As explained previously, a thread moving past, and/or moving with respect to the resonant cavity light emitting device 204 causes reflections of the optical signal 210 back into the resonant cavity light emitting device 204 dependent on the speed of the thread past and/or movement of the thread with respect to the resonant cavity light emitting device 204. These reflections cause the resonant cavity light emitting device 204 to output a changed optical output 210 which is then detected by the photodiode 206. The circuitry previously described is then used to generate a signal that can be used to determine the speed and vibration of the thread passing by the resonant cavity light emitting device 204 and/or movement of the thread with respect to the light emitting device 204.

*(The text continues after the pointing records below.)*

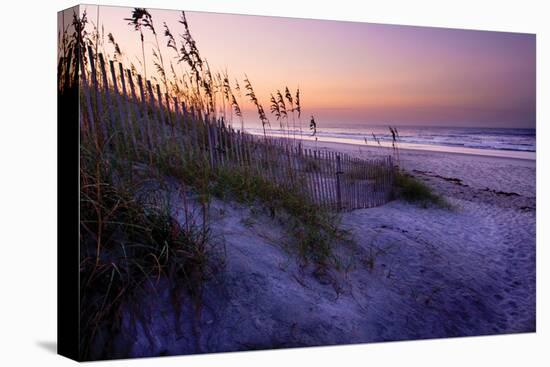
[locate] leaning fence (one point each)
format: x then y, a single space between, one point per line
119 105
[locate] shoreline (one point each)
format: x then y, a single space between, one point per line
493 153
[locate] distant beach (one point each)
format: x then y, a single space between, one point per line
495 142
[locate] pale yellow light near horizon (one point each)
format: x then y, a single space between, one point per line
356 73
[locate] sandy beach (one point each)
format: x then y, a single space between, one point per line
412 272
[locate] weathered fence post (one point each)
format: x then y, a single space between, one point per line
338 189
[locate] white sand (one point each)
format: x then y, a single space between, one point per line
413 273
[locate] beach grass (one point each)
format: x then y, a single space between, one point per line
412 189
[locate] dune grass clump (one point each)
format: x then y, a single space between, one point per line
411 189
314 230
130 240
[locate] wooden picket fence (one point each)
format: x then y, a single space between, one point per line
121 110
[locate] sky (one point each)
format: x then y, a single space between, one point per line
358 74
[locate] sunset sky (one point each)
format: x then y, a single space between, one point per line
358 73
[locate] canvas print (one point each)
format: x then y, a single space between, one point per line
250 182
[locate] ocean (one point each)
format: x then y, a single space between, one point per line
452 139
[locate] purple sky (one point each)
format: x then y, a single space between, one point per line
361 73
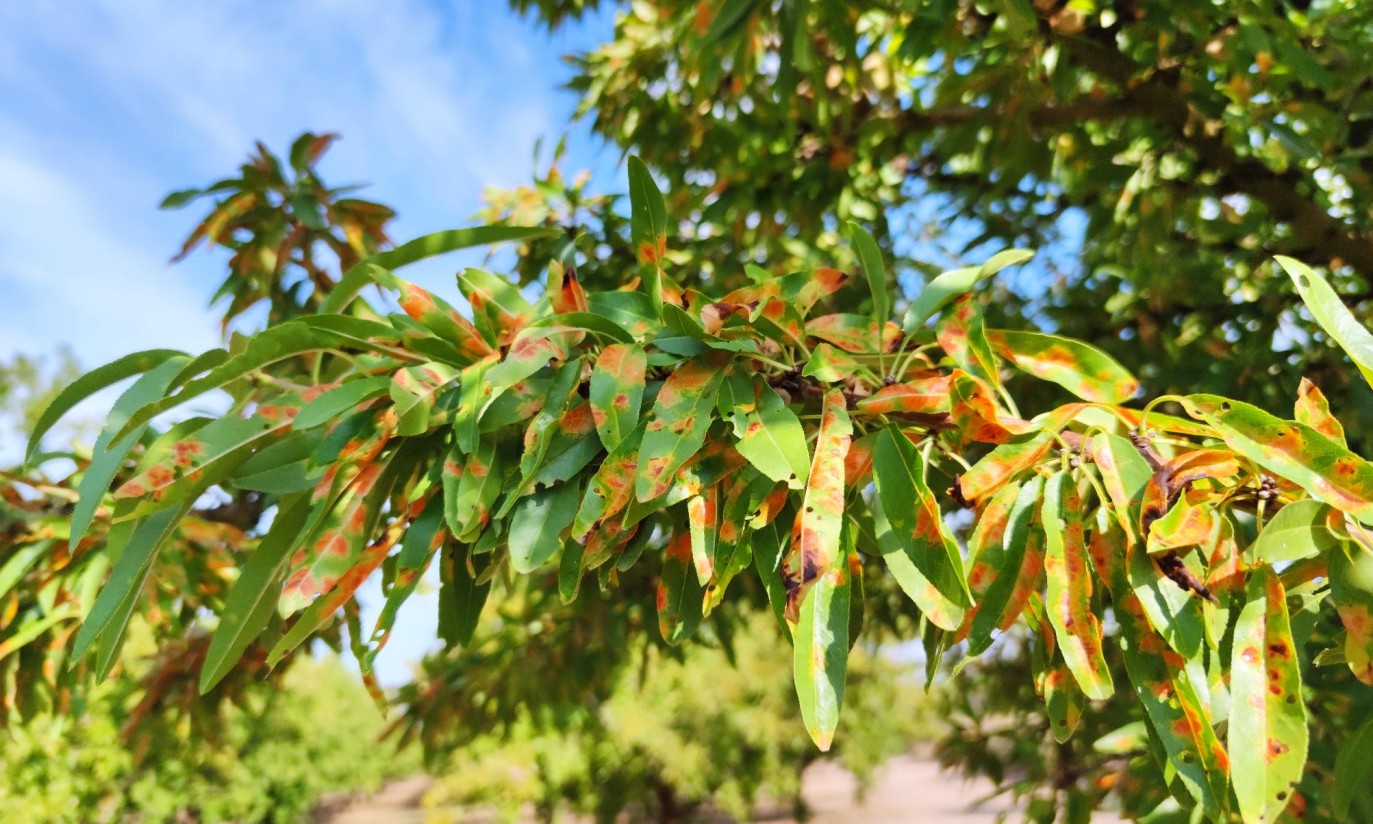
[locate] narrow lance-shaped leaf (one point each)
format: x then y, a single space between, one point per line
107 456
1267 717
678 592
986 559
538 525
253 599
499 311
773 440
1314 411
1291 451
91 383
1068 596
648 228
703 526
1018 556
873 269
821 651
910 529
617 392
818 522
950 284
136 545
423 247
677 427
1333 316
422 541
1351 589
1081 368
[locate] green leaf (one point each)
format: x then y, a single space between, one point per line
820 661
1291 451
1351 589
253 599
1300 529
678 592
816 537
728 18
617 392
1081 368
1267 734
339 400
950 284
91 383
538 525
873 269
1005 563
910 528
136 544
273 345
1353 768
773 438
648 228
423 247
107 456
1333 316
1068 595
677 427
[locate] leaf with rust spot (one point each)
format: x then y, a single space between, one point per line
816 532
1292 451
912 536
677 426
1068 595
1081 368
1267 734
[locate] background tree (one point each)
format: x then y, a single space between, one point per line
1160 153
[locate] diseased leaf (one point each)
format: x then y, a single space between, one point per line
648 230
1081 368
1068 596
910 528
1351 589
499 311
617 392
678 592
1267 734
1291 451
1011 569
1314 411
821 651
677 427
814 541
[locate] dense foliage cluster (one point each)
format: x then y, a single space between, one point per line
759 436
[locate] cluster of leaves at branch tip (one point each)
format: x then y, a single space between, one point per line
593 431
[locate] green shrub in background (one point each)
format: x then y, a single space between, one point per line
680 734
280 751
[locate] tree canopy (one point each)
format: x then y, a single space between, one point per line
1100 471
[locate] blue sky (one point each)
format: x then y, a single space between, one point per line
110 105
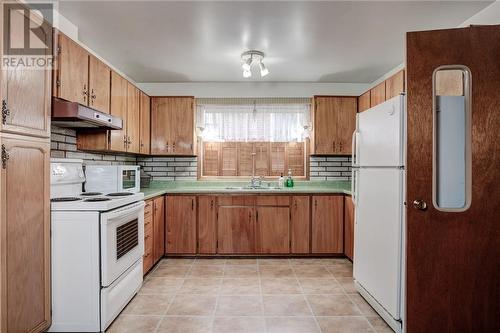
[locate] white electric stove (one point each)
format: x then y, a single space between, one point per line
97 248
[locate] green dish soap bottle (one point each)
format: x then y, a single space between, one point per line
289 179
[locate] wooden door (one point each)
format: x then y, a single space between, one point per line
273 230
26 92
300 224
158 228
452 258
25 234
72 71
162 109
118 138
346 125
181 225
327 224
325 124
133 119
348 227
395 85
236 230
145 124
182 126
207 224
99 85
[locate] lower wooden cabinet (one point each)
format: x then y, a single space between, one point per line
348 227
24 234
327 224
181 224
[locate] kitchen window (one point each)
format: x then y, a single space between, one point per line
264 137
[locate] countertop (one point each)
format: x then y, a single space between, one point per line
234 187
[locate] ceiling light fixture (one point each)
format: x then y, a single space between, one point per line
248 59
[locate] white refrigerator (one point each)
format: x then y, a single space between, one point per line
378 193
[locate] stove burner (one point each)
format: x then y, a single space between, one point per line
97 199
64 199
90 194
119 194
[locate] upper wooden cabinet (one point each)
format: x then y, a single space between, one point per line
145 124
80 77
172 126
25 234
334 122
25 92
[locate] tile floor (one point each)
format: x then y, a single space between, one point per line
249 296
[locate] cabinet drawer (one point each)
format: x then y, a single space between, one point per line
273 200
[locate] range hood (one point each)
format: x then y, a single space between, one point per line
74 115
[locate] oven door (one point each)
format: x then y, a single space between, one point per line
129 179
122 240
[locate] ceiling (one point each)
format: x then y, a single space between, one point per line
304 41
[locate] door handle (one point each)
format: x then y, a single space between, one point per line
420 204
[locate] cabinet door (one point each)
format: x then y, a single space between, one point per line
161 122
346 124
327 224
207 224
145 124
25 93
182 126
25 234
158 228
133 119
181 224
349 227
73 71
99 85
273 230
236 230
118 108
300 224
325 124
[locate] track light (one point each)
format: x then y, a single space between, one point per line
248 58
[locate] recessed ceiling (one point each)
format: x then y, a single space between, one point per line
192 41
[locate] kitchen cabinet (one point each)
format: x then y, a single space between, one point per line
348 227
79 76
207 224
25 234
145 124
172 126
22 115
327 224
181 225
334 121
300 224
158 228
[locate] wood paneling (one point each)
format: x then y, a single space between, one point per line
133 119
181 225
452 258
395 85
327 224
377 94
300 224
158 228
145 124
28 116
99 85
348 227
25 235
118 108
273 230
236 230
207 224
364 101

FIG. 2 further illustrates a break detector 218 which reuses portions of the speed sensor 200. In particular, the optical signals 210 from the resonant cavity light emitting device 204 can be detected by a discreet photodiode 220 where the discrete photodiode 220 is disposed in a fashion such that a thread passes between the resonant cavity light emitting device 204 and the photodiode 220. When a thread is present between the resonant cavity light emitting device 204 and the photodiode 220, lower amounts of the optical signal 210 will reach the photodiode 220. If a thread breaks, then higher amounts of the optical signal 210 will reach the discrete photodiode 220. Alternatively, if a thread begins to vibrate, marginally higher amounts of the optical signal 210 will reach the photodiode 220 dependent upon the amount of vibration. The post amplifier 222 is connected to the discrete photodiode 220. The post amplifier 222 amplifies the small electrical signals produced by the discrete photodiode 220 when optical signals are detected by the discrete photodiode 220. The post amplifier 222 outputs an electrical signal that may be correlated to presence or absence of a thread between the resonant cavity light emitting device 204 and the discrete photodiode 222, and/or the vibration of thread depending on the level of electrical signal output by the post amplifier 222.

While the examples above have been illustrated using a VIP optical device, it should be appreciated that other embodiments may be implemented where discrete optical light emitting devices are used with discreet optical receiving devices.

The present invention may be embodied in other specific forms without departing from its spirit or essential characteristics. The described embodiments are to be considered in all respects only as illustrative and not restrictive. The scope of the invention is, therefore, indicated by the appended claims rather than by the foregoing description. All changes which come within the meaning and range of equivalency of the claims are to be embraced within their scope.